BEIJING – A northern Chinese city is building a 3,000-unit quarantine facility to deal with a projected overflow of patients as COVID-19 cases increase before the annual travel rush of the year new monthly.
State media on Friday showed teams leveling land, pouring concrete and assembling prefabricated rooms on farmland in a peripheral part of Shijiazhuang, the provincial capital of Hebei province, which has seen the bulk of new cases.
This was reminiscent of scenes from early last year, when China quickly built field hospitals and turned gyms into isolation centers to deal with a spiraling outbreak in Wuhan, where the virus spread. detected for the first time in late 2019.
The rise in northern China comes as a World Health Organization team prepares to collect data on the origin of the pandemic in Wuhan, which lies in the south. The international team, which arrived mostly on Thursday, must spend two weeks in quarantine before field visits begin.
Two of the 15 members were arrested in Singapore for their health condition.

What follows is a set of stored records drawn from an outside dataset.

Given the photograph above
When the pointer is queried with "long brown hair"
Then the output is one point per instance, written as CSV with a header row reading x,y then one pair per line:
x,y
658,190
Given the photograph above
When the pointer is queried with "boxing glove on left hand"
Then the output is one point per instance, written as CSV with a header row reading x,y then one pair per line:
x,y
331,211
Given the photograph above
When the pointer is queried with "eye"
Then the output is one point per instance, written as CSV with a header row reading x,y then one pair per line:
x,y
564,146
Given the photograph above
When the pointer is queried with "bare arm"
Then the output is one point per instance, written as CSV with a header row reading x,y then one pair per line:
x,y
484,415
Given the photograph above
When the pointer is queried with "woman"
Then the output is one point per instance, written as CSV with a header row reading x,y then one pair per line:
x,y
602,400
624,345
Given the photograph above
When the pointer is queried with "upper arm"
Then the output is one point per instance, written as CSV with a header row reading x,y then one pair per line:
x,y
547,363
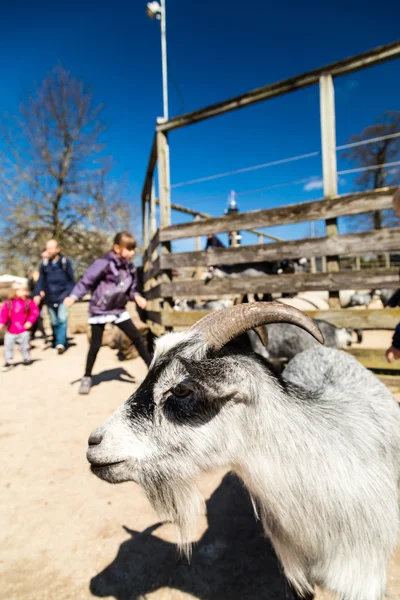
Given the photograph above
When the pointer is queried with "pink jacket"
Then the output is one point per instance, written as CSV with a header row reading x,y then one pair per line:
x,y
15,313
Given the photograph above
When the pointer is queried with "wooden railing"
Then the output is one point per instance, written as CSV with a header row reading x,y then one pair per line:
x,y
159,262
357,244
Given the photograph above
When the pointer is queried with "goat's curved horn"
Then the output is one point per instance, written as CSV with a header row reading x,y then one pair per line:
x,y
222,326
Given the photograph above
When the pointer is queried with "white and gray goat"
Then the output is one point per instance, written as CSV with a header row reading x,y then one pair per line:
x,y
283,340
318,448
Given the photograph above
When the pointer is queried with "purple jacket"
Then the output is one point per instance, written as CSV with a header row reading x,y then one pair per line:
x,y
111,281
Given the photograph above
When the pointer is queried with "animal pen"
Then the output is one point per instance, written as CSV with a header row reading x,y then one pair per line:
x,y
160,263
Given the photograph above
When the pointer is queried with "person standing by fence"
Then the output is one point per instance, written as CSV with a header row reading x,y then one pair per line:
x,y
56,280
112,281
17,316
393,353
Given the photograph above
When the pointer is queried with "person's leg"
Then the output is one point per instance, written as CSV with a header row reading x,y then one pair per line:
x,y
24,346
53,321
95,345
61,326
136,338
9,341
34,329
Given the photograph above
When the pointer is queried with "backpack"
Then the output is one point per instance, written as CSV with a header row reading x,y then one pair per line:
x,y
9,309
64,261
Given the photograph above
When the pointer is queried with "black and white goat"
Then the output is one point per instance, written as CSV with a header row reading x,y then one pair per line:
x,y
318,449
257,269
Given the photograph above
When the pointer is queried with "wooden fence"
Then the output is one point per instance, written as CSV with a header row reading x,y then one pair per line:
x,y
160,263
161,285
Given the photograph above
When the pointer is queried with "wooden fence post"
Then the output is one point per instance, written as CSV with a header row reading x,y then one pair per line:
x,y
153,220
329,166
164,188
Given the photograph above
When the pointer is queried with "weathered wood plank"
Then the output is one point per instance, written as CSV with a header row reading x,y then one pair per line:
x,y
155,242
154,292
273,90
346,205
391,381
371,278
196,213
386,318
153,272
354,244
155,316
177,318
373,358
150,170
357,319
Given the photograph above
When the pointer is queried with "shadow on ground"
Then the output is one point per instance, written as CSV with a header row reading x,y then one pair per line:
x,y
232,561
117,374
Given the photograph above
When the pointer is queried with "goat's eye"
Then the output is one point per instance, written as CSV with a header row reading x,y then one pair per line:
x,y
181,391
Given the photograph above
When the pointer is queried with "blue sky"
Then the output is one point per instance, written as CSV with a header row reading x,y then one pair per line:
x,y
216,49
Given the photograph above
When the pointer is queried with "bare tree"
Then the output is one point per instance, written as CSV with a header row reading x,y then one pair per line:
x,y
377,154
54,177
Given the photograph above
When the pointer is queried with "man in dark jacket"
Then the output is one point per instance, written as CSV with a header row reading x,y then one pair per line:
x,y
393,353
55,283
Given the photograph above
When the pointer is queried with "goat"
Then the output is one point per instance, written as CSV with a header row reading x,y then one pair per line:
x,y
285,340
257,269
390,298
318,449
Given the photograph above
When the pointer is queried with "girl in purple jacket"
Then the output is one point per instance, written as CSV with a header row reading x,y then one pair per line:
x,y
112,283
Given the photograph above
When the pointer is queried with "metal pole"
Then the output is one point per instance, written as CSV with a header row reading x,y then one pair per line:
x,y
164,58
328,135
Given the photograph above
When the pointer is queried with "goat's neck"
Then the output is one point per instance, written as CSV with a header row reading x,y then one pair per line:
x,y
278,430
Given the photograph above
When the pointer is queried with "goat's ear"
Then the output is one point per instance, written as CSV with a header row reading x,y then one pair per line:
x,y
262,334
217,382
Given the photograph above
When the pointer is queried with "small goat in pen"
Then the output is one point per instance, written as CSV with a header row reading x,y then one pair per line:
x,y
318,448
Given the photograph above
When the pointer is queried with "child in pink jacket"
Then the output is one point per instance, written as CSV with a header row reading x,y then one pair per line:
x,y
17,316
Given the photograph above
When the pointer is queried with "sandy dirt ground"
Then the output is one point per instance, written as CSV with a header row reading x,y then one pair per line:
x,y
67,535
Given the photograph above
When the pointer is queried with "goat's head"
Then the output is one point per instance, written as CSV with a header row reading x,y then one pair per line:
x,y
189,414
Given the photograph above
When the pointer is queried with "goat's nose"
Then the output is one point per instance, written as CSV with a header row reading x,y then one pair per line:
x,y
95,437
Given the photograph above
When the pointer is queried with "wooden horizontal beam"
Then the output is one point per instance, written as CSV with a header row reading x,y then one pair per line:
x,y
373,358
386,318
195,213
392,381
301,282
385,240
172,318
153,293
357,319
340,206
155,316
153,272
347,65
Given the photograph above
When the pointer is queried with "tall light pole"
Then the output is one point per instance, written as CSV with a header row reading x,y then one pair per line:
x,y
156,10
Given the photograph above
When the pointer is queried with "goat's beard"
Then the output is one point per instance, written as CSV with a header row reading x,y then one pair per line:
x,y
176,501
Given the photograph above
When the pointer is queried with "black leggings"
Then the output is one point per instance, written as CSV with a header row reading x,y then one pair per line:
x,y
129,329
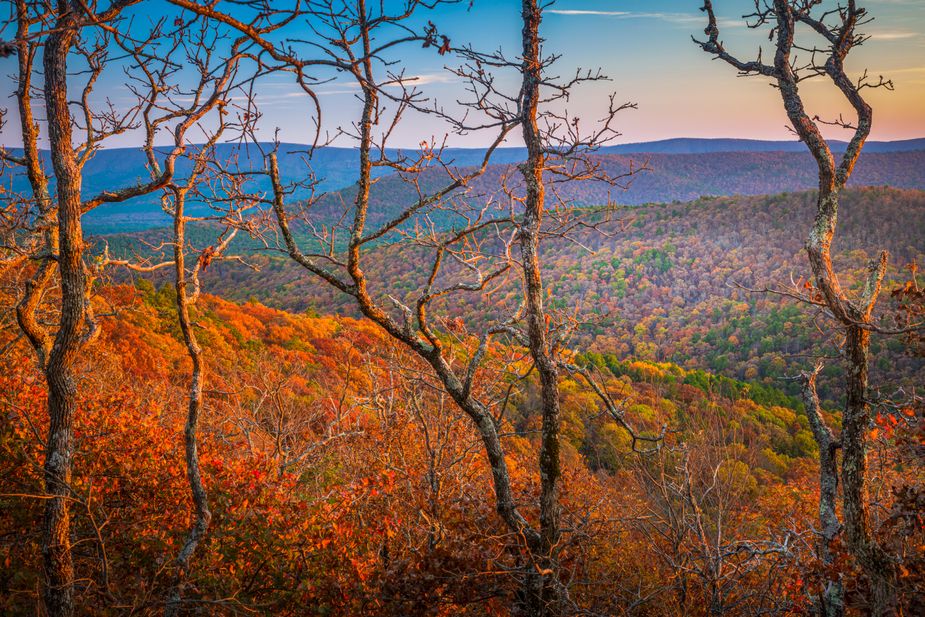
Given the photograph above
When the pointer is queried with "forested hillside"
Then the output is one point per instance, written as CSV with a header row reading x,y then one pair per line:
x,y
342,482
550,375
677,170
666,280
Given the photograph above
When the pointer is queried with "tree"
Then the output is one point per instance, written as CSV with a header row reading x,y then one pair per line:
x,y
851,314
469,246
81,38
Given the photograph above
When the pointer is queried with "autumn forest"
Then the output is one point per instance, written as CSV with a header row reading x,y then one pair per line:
x,y
358,307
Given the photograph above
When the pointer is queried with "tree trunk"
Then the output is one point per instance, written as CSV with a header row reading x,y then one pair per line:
x,y
202,514
542,583
59,371
874,561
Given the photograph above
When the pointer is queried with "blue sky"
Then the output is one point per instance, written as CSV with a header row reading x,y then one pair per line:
x,y
644,46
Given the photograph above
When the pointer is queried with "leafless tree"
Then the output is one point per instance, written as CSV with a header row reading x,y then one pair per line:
x,y
84,39
491,239
837,32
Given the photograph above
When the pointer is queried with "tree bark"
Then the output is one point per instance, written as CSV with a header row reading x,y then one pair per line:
x,y
60,368
541,583
201,513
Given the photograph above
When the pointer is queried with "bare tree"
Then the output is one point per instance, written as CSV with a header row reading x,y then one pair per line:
x,y
358,40
82,38
837,28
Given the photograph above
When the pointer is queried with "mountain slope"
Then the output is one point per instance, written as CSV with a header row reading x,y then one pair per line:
x,y
682,169
665,277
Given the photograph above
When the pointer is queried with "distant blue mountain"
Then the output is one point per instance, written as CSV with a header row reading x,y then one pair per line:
x,y
690,145
335,169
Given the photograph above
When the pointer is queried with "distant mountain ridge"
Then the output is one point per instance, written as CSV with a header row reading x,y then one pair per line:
x,y
697,145
682,169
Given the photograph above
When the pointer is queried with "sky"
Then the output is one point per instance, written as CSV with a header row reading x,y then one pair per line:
x,y
644,46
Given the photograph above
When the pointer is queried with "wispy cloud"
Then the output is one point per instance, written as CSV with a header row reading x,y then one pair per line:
x,y
669,17
893,35
582,12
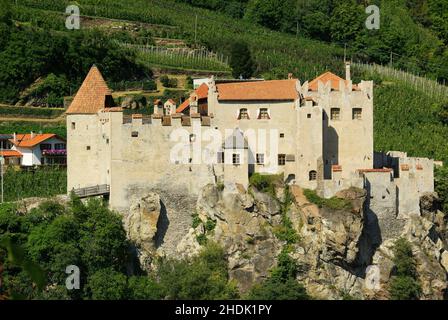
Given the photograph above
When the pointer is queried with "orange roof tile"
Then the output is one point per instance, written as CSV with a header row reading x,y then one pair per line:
x,y
27,141
260,90
201,92
325,78
183,106
10,154
91,96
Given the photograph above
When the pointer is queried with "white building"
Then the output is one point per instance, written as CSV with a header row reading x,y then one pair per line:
x,y
39,149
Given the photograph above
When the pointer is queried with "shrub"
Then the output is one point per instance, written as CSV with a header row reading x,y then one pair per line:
x,y
196,221
334,203
404,284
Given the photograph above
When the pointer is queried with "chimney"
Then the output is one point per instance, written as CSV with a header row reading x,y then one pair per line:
x,y
347,72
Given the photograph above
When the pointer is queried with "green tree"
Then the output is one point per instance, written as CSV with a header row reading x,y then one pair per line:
x,y
241,61
107,284
282,283
404,284
203,278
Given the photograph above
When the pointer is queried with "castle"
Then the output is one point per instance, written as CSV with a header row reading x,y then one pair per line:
x,y
317,134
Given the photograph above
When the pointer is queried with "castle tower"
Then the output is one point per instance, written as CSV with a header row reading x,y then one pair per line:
x,y
88,147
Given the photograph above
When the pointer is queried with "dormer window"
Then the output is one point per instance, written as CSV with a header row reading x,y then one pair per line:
x,y
243,115
335,114
264,114
357,114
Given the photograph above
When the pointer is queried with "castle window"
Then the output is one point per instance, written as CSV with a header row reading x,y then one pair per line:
x,y
335,114
236,159
60,146
244,115
281,159
357,114
45,146
264,114
220,157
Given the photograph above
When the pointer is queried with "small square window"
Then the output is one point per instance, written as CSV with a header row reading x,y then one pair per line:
x,y
281,159
335,114
264,114
244,115
357,114
236,159
220,157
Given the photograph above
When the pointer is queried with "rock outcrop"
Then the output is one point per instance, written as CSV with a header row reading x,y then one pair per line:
x,y
340,252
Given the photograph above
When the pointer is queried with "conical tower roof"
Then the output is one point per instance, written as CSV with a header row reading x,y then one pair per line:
x,y
91,96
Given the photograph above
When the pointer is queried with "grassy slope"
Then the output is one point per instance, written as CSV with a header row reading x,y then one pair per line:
x,y
405,118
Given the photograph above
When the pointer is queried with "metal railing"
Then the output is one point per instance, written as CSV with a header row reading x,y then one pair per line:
x,y
98,190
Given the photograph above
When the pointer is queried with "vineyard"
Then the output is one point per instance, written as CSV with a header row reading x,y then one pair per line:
x,y
181,58
41,182
30,112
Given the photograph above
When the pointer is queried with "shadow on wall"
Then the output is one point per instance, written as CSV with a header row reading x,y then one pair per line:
x,y
162,225
330,147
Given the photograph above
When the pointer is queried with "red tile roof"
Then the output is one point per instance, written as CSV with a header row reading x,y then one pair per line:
x,y
201,92
325,78
10,154
91,96
261,90
27,141
375,170
183,106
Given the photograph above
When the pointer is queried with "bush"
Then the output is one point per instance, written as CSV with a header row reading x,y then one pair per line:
x,y
168,82
265,182
334,203
404,284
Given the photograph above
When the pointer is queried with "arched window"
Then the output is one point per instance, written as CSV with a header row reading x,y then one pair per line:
x,y
243,115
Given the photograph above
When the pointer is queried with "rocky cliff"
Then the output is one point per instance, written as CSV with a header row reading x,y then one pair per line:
x,y
341,252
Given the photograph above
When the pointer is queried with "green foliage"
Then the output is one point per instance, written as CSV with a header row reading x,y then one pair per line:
x,y
285,231
404,284
334,203
168,82
31,112
441,186
265,182
196,221
24,127
282,283
39,182
210,225
107,284
241,61
204,277
202,239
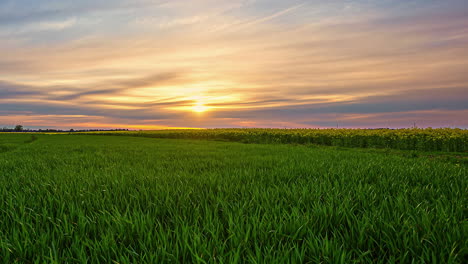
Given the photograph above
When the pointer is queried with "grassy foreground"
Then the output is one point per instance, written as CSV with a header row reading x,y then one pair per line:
x,y
89,199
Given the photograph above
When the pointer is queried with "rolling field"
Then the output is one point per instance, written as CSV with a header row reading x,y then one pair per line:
x,y
121,199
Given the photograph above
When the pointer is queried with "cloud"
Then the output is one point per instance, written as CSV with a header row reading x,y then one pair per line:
x,y
251,62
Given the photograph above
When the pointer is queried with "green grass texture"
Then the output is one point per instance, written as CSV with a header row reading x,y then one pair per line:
x,y
108,199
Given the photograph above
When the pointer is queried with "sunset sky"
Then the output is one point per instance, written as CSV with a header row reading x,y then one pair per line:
x,y
150,64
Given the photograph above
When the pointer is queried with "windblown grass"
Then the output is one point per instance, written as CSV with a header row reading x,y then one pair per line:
x,y
88,199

One, of British nationality, was approved to travel on Friday after testing negative for coronavirus, while the second, a Sudanese citizen from Qatar, tested positive again, the Chinese Foreign Ministry said.
China has largely contained the internal spread of the virus, but the recent rise has raised concerns about the proximity to the capital, Beijing, and the impending rush of people planning to travel long distances to join their families during the most important traditional Lunar New Year holiday.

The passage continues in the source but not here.